- O Dia da Independência de 2025 no Brasil foi marcado por grandes manifestações opostas, refletindo a polarização política do país.
- A esquerda, liderada pelo presidente Luiz Inácio Lula da Silva, defendeu a soberania nacional em atos em diversas cidades, com destaque para São Paulo e Brasília.
- Os apoiadores do ex-presidente Jair Bolsonaro clamaram por anistia e criticaram o Supremo Tribunal Federal (STF), reunindo cerca de 84,9 mil pessoas em 25 capitais.
- Em São Paulo, a manifestação bolsonarista atraiu aproximadamente 42 mil participantes, com o governador de São Paulo, Tarcísio de Freitas, defendendo a anistia para Bolsonaro.
- As manifestações da esquerda, com o lema “7 de Setembro do Povo”, abordaram pautas sociais e criticaram tarifas dos Estados Unidos, evidenciando a divisão da sociedade brasileira.
O Dia da Independência de 2025 foi marcado por grandes manifestações opostas no Brasil, refletindo a intensa polarização política do país. Enquanto o presidente Luiz Inácio Lula da Silva e seus apoiadores defenderam a soberania nacional, os simpatizantes do ex-presidente Jair Bolsonaro clamaram por anistia e criticaram o Supremo Tribunal Federal (STF).
Os atos da esquerda ocorreram em diversas cidades, com destaque para São Paulo, onde a mobilização foi concentrada na Praça da Sé e na Praça da República.
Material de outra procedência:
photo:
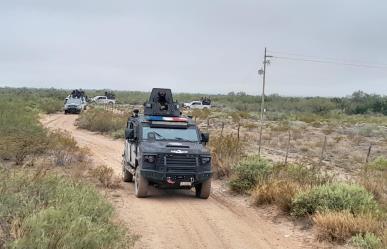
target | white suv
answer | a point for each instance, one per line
(196, 105)
(103, 100)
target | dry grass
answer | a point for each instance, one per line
(226, 152)
(340, 226)
(278, 192)
(105, 175)
(64, 149)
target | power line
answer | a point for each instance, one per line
(327, 61)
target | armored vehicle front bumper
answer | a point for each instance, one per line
(172, 169)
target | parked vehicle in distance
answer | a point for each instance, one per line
(165, 149)
(197, 105)
(74, 104)
(103, 100)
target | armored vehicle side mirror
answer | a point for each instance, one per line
(129, 134)
(205, 137)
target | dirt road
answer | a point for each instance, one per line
(176, 219)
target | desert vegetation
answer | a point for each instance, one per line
(341, 211)
(47, 198)
(322, 159)
(104, 121)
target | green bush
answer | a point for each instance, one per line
(367, 241)
(20, 131)
(334, 197)
(46, 211)
(226, 151)
(302, 175)
(249, 173)
(100, 120)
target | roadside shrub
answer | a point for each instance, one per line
(374, 178)
(380, 163)
(65, 149)
(100, 120)
(334, 197)
(226, 151)
(278, 192)
(41, 210)
(367, 241)
(285, 182)
(342, 225)
(302, 174)
(249, 173)
(105, 175)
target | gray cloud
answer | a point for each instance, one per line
(192, 46)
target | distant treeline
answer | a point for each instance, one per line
(357, 103)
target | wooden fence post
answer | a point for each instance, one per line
(323, 150)
(239, 128)
(369, 153)
(287, 149)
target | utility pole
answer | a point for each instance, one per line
(263, 73)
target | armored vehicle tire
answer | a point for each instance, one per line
(140, 185)
(126, 175)
(203, 190)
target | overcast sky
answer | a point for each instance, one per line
(194, 46)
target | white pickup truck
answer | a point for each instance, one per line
(197, 105)
(104, 100)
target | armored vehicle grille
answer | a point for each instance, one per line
(181, 160)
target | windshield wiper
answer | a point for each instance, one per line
(183, 139)
(160, 136)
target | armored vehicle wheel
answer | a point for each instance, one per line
(126, 175)
(203, 190)
(140, 185)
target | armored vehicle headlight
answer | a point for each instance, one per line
(206, 160)
(150, 158)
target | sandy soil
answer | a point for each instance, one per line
(176, 219)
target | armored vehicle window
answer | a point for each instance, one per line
(190, 134)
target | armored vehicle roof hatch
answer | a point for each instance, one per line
(161, 104)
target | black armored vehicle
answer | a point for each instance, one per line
(165, 149)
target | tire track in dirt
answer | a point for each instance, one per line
(175, 218)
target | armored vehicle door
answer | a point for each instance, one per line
(133, 145)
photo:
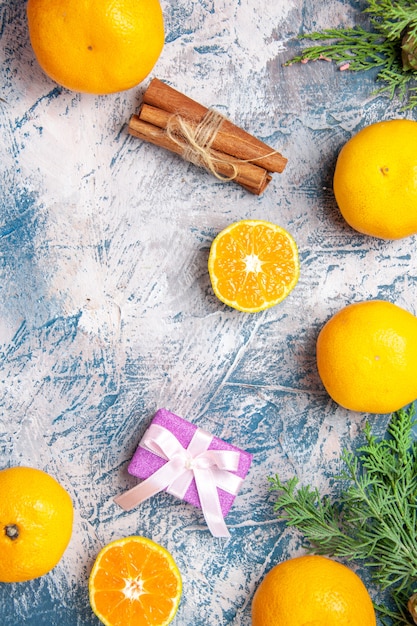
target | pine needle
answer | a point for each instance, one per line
(357, 49)
(374, 520)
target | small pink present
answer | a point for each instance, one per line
(189, 463)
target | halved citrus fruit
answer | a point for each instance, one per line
(253, 265)
(135, 581)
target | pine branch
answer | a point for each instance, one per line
(391, 47)
(374, 520)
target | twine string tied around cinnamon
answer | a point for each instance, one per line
(196, 141)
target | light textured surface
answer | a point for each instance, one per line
(106, 309)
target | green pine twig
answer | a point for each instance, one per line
(391, 47)
(374, 520)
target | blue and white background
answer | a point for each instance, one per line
(106, 308)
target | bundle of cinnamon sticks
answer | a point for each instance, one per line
(169, 119)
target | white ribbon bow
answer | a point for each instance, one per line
(209, 468)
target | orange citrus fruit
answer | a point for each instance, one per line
(375, 180)
(36, 516)
(96, 46)
(253, 265)
(312, 590)
(135, 581)
(367, 355)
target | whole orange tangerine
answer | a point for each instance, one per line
(36, 516)
(367, 355)
(312, 590)
(96, 46)
(375, 179)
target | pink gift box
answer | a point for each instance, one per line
(144, 463)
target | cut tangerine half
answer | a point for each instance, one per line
(135, 581)
(253, 265)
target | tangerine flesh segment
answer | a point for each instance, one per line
(253, 265)
(135, 581)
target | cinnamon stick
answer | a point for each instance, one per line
(250, 176)
(230, 139)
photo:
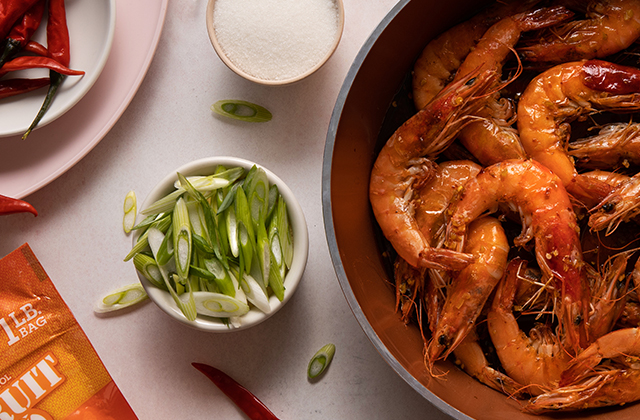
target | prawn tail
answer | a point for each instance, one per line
(444, 259)
(409, 282)
(592, 392)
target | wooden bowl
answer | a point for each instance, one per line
(239, 70)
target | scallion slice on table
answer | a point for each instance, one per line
(130, 210)
(242, 110)
(321, 360)
(120, 298)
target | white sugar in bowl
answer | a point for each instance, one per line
(275, 42)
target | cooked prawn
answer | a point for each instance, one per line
(471, 288)
(492, 139)
(619, 206)
(537, 360)
(608, 296)
(610, 26)
(615, 146)
(552, 100)
(470, 357)
(622, 346)
(438, 63)
(404, 164)
(548, 218)
(430, 204)
(607, 386)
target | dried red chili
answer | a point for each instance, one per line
(25, 62)
(245, 400)
(12, 87)
(10, 205)
(58, 45)
(11, 11)
(22, 32)
(58, 33)
(34, 47)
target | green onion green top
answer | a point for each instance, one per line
(320, 361)
(242, 110)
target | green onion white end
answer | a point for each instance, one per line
(121, 298)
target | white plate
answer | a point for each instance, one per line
(91, 29)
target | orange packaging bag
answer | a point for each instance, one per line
(48, 368)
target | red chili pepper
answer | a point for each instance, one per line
(58, 32)
(10, 12)
(12, 87)
(245, 400)
(58, 45)
(10, 205)
(22, 32)
(36, 48)
(25, 62)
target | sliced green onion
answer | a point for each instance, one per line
(274, 193)
(246, 247)
(276, 281)
(148, 267)
(121, 298)
(197, 219)
(232, 231)
(243, 213)
(210, 220)
(320, 361)
(219, 305)
(188, 308)
(163, 224)
(242, 110)
(263, 252)
(257, 191)
(146, 222)
(165, 204)
(202, 246)
(284, 229)
(205, 183)
(276, 249)
(165, 252)
(229, 199)
(182, 238)
(220, 276)
(254, 292)
(130, 210)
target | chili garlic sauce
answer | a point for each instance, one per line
(276, 39)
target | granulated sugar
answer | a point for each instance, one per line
(276, 39)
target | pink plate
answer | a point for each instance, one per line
(62, 143)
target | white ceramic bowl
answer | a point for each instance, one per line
(272, 82)
(206, 166)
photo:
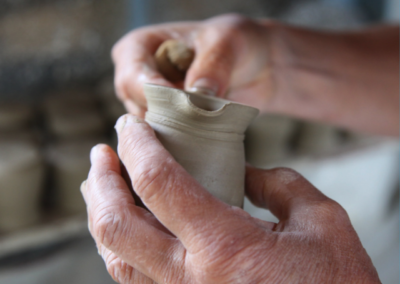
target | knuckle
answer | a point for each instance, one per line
(282, 175)
(121, 82)
(108, 226)
(119, 270)
(329, 211)
(151, 177)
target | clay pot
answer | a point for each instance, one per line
(70, 165)
(22, 173)
(73, 114)
(267, 140)
(318, 139)
(205, 135)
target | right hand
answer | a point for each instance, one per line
(189, 236)
(231, 52)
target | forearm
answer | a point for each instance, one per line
(350, 79)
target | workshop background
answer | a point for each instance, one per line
(57, 101)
Em Brasília, Lula enfatizou a importância da independência judicial, afirmando que o Brasil não será uma colônia de ninguém. Por outro lado, os bolsonaristas se reuniram na Avenida Paulista, onde a ex-primeira-dama Michelle Bolsonaro defendeu a inocência do ex-presidente, que se encontra em prisão domiciliar.
Mobilização e Tensão
Os apoiadores de Bolsonaro, organizados em 25 capitais, reuniram cerca de 84,9 mil pessoas, segundo dados da Universidade de São Paulo. Em São Paulo, a manifestação bolsonarista atraiu aproximadamente 42 mil participantes. O governador de São Paulo, Tarcísio de Freitas, destacou-se como uma nova liderança, atacando o juiz Alexandre de Moraes e defendendo a anistia para Bolsonaro, que almeja retornar à política em 2026.
Enquanto isso, os atos da esquerda, com o lema “7 de Setembro do Povo”, mobilizaram sindicatos e movimentos sociais em 23 estados. As manifestações não apenas criticaram as tarifas impostas pelos Estados Unidos, mas também resgataram pautas sociais, como a reforma do Imposto de Renda e o fortalecimento da democracia.
Conflito de Narrativas
A polarização entre os grupos se intensificou, com os bolsonaristas buscando transformar o 7 de Setembro em um plebiscito a favor do ex-presidente. As manifestações evidenciam a divisão da sociedade brasileira em um momento crítico, onde a anistia e a soberania emergem como temas centrais. O STF deve emitir um veredicto sobre Bolsonaro em breve, o que poderá impactar ainda mais o cenário político do país.